“I thought something of the kind had happened: the upstairs girl was saying he was drunk last night. A habit acquired West, I don't doubt. It is remarkable, Honora, how you remember one from another in Cottarsport. They all appear indifferently alike to me. And I am tremendously upset about Paret.”
“Well, I'm not,” Honora returned. She spoke inattentively, and she was surprised at the truth she had exposed. Paret Fifield had never become a necessary part of her existence. Except for the light he had shed upon herself—the sudden glimpse of multiplying years and the emptiness of her days—his marriage was unimportant. She would miss him exactly as she might a piece of furniture that had been removed after forming a familiar spot. She was more engrossed in what her aunt had told her about Jason.
He had been back only two or three days, and already lost his promised wife and got drunk. The implications of drinking were different in Cottars-port from what they would be in San Francisco, or even Boston; in such a small place as this every act offered the substance for talk, opinion, as long-lived as the elms on the hills. It was foolish of him not to go away for such excesses. Honora wanted to tell him so. She had inherited her father's attitude toward the town, she thought, a personal care of Cottarsport as a whole, necessarily expressed in an attention toward individual acts and people. She wished Jason wouldn't make a fool of himself. Then she recalled how ineffectual the same desire, actually voiced, had been in connection with Olive Stanes. She recalled Olive's horrified face as she, Honora, had said, “Grace be damned!” It was all quite hopeless. “I think I'll move to the city,” she informed her aunt.
The latter sighed, from, Honora knew, a sense of superior knowledge and resignation.
After supper she deserted the more familiar drawing room for the chamber across the wide hall. A fire of coals was burning in an open grate, but there was no other light. Honora sat at a piano with a ponderous ebony case, and picked out Violetta's first aria from Traviata. The round sweet notes seemed to float away palpable and intact into the gloom. It was an unusual mood, and when it had gone she looked back at it in wonderment and distrust. Her customary inner rebellion re-established itself perhaps more vigorously than before: she was charged with energy, with vital promptings, but found no opportunity, promise, of expression or accomplishment.
The warm sun lingered for a day or so more, and then was obliterated by an imponderable bank of fog that rolled in through the Narrows, over Cottar's Neck, and changed even the small confines of the town into a vast labyrinth. That, in turn, was dissipated by a swinging eastern storm, tipped with hail, which left stripped trees on an ashen blue sky and dark, frigid water slapping uneasily at the harbor edge.
Honora Canderay's states of mind were as various and similar. Her outer aspect, however, unlike the weather, showed no evidence of change: as usual she drove in the carriage on afternoons when it was not too cold; she appeared, autocratic and lavish, in the shops of Citron Street; she made her usual aimless excursions to the harbor.
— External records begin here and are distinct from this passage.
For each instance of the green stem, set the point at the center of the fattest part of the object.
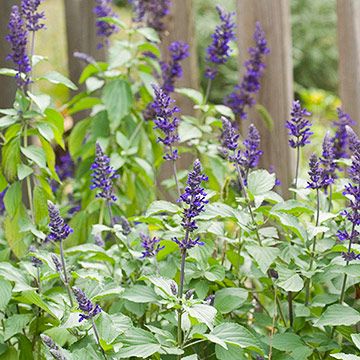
(312, 255)
(102, 210)
(297, 169)
(247, 200)
(181, 291)
(66, 279)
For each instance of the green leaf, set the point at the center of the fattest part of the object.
(260, 182)
(77, 136)
(229, 299)
(356, 340)
(11, 158)
(117, 98)
(336, 315)
(194, 95)
(137, 343)
(13, 198)
(162, 206)
(343, 356)
(24, 171)
(33, 298)
(56, 78)
(149, 33)
(140, 294)
(15, 324)
(202, 313)
(36, 154)
(5, 293)
(234, 334)
(40, 204)
(263, 255)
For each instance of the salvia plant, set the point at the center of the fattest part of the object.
(102, 256)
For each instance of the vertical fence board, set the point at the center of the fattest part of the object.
(348, 12)
(7, 84)
(81, 34)
(276, 92)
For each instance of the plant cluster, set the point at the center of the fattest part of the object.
(99, 259)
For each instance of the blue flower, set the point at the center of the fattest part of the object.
(103, 175)
(299, 126)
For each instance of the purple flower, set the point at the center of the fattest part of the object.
(103, 175)
(327, 160)
(18, 39)
(151, 246)
(59, 231)
(85, 305)
(353, 140)
(242, 96)
(172, 70)
(315, 173)
(249, 157)
(36, 262)
(104, 29)
(229, 137)
(341, 135)
(299, 126)
(151, 12)
(29, 11)
(166, 122)
(194, 196)
(219, 51)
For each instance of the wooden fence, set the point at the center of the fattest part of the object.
(277, 85)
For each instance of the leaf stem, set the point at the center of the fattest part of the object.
(247, 200)
(66, 279)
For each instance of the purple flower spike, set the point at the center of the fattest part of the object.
(299, 126)
(243, 94)
(315, 173)
(166, 122)
(59, 231)
(152, 12)
(219, 51)
(194, 196)
(327, 160)
(151, 246)
(29, 11)
(103, 175)
(341, 140)
(85, 305)
(173, 70)
(104, 29)
(18, 39)
(229, 137)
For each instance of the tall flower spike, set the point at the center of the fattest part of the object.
(243, 94)
(340, 139)
(18, 39)
(58, 229)
(195, 197)
(151, 246)
(29, 10)
(89, 310)
(172, 70)
(103, 175)
(299, 126)
(327, 160)
(229, 137)
(152, 12)
(219, 51)
(315, 173)
(166, 121)
(104, 29)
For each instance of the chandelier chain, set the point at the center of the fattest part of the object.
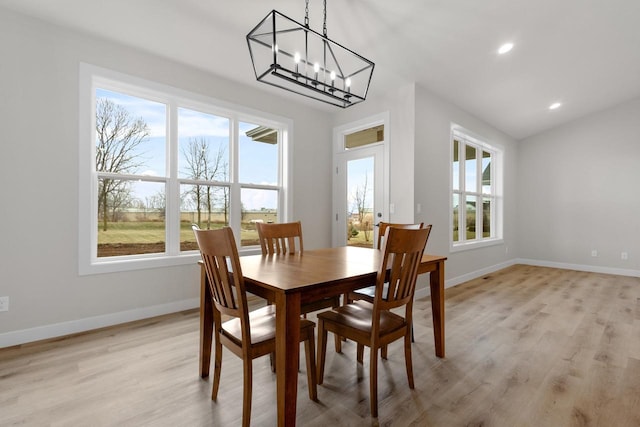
(306, 13)
(324, 24)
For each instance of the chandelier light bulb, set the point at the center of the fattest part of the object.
(505, 48)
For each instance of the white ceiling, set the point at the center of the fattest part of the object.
(583, 53)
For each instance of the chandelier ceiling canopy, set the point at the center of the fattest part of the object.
(292, 56)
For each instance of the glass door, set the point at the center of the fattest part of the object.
(359, 187)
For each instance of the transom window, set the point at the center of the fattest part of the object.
(159, 160)
(475, 188)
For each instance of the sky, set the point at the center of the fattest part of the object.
(258, 161)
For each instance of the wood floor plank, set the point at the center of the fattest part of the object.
(526, 346)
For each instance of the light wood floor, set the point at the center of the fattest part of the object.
(526, 346)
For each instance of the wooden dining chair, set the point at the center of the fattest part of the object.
(286, 238)
(368, 292)
(248, 335)
(375, 325)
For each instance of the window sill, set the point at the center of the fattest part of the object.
(144, 262)
(467, 246)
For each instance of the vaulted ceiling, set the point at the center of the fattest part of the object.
(584, 54)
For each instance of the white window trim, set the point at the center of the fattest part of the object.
(497, 172)
(90, 77)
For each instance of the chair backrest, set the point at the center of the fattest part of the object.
(224, 275)
(402, 249)
(382, 229)
(280, 238)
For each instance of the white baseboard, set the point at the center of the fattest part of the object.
(425, 291)
(23, 336)
(580, 267)
(82, 325)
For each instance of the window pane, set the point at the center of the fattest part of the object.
(470, 169)
(471, 203)
(203, 205)
(486, 217)
(258, 153)
(203, 146)
(131, 217)
(130, 134)
(257, 206)
(456, 210)
(456, 165)
(364, 137)
(486, 172)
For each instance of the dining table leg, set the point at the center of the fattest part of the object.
(287, 355)
(436, 282)
(206, 324)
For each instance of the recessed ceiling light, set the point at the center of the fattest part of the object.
(505, 48)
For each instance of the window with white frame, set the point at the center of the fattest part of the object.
(157, 160)
(475, 191)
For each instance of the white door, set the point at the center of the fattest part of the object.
(359, 185)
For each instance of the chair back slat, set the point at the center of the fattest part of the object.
(280, 239)
(220, 257)
(403, 249)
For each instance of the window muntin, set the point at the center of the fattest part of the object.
(474, 208)
(154, 200)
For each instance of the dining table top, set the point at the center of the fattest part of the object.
(292, 279)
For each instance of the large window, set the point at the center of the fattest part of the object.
(475, 191)
(156, 160)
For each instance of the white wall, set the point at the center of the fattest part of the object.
(579, 190)
(433, 118)
(420, 146)
(39, 68)
(400, 105)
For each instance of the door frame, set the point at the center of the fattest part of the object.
(340, 156)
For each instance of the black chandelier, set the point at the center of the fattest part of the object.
(293, 57)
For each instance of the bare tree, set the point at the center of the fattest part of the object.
(118, 136)
(200, 166)
(360, 199)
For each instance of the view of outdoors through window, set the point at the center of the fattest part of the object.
(472, 186)
(137, 185)
(360, 187)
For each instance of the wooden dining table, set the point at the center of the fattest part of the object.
(290, 280)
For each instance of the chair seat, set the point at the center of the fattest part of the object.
(358, 316)
(263, 326)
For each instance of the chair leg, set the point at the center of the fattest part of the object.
(338, 340)
(359, 353)
(312, 377)
(407, 359)
(217, 367)
(322, 350)
(246, 403)
(373, 381)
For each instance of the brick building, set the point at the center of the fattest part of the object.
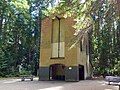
(59, 59)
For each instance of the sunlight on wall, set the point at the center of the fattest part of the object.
(53, 88)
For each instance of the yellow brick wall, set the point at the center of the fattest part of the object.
(71, 56)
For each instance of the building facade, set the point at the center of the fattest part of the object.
(60, 59)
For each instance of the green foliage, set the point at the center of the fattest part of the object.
(103, 17)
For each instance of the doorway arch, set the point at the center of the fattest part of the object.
(57, 72)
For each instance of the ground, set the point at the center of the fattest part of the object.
(16, 84)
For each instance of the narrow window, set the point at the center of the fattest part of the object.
(57, 39)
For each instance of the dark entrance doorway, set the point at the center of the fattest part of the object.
(81, 72)
(57, 72)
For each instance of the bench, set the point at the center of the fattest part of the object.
(23, 77)
(114, 79)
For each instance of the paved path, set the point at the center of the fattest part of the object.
(16, 84)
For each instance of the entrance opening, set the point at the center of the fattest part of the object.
(81, 72)
(57, 72)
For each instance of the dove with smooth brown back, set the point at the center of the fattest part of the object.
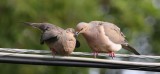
(104, 37)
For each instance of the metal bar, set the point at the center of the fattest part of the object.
(36, 59)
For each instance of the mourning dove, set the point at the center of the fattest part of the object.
(60, 41)
(104, 37)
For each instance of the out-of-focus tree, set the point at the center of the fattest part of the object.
(134, 17)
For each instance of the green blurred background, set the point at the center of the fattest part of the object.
(138, 19)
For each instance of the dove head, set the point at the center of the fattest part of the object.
(81, 28)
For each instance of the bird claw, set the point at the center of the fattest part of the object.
(111, 54)
(53, 52)
(95, 54)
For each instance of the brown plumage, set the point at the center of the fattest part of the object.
(104, 37)
(60, 41)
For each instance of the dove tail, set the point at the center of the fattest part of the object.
(131, 49)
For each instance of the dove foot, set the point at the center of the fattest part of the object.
(111, 54)
(53, 51)
(95, 54)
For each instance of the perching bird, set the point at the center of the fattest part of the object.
(104, 37)
(60, 41)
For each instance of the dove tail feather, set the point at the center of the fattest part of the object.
(131, 49)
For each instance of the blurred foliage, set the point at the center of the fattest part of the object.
(134, 17)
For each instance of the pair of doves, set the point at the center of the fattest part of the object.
(101, 36)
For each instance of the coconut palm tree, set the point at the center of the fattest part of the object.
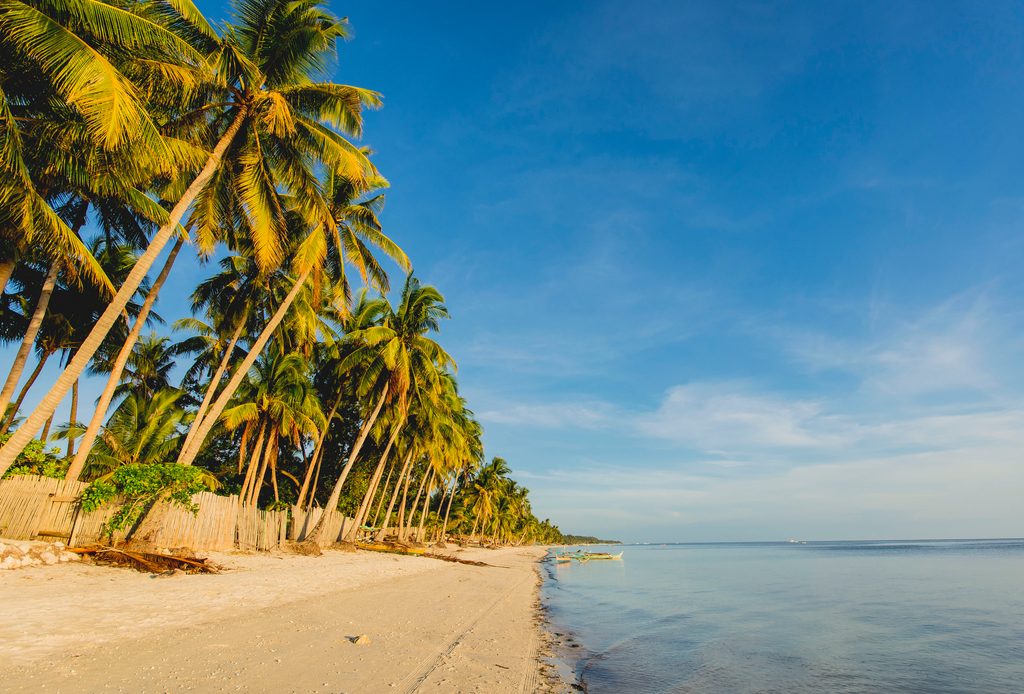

Jem Stanes, she saw, was still a deck hand on the schooner Gloriana. Looking back to the morning when he had scowlingly entered the office on the wharf, she was able to reconstruct the cause of his ill humor—a brother-in-law to Jason Burrage was a person of far different employment from an ordinary Stanes. She passed Olive on the street, but the latter, except for a perfunctory greeting, hurried immediately by.
The stories of Jason's reckless conduct multiplied—he had consumed a staggering amount of Medford rum and, in the publicity of noon and Marlboro Street, sat upon the now notable silk hat. He had paid for some cheroots with a pinch of gold dust as they were said to do in the far West. He carried a loaded derringer, and shot “for fun” the jar of colored water in the apothecary's window, and had threatened, with a grim face, to do the same for whoever might interfere with his pleasures. He was, she learned, rapidly becoming a local scandal and menace.
If it had been any one but Jason Burrage, native born and folded in the glamour of his extraordinary fortune, he would have been immediately and roughly suppressed: Honora well knew the rugged and severe temper of the town. As it was he went about—attended by its least desirable element, a chorus to magnify his liberality and daring—in an atmosphere of wonderment and excited curiosity.
This, she thought, was highly regrettable. Yet, in his present frame of mind, what else was there for him to do? He couldn't be expected to take seriously, be lost in, the petty affairs of Cottarsport; beyond a limited amount the gold for which he had endured so much—she had heard something of his misfortunes and struggle—was useless here; and, without balance, he must inevitably drift into still greater debauch in the large cities.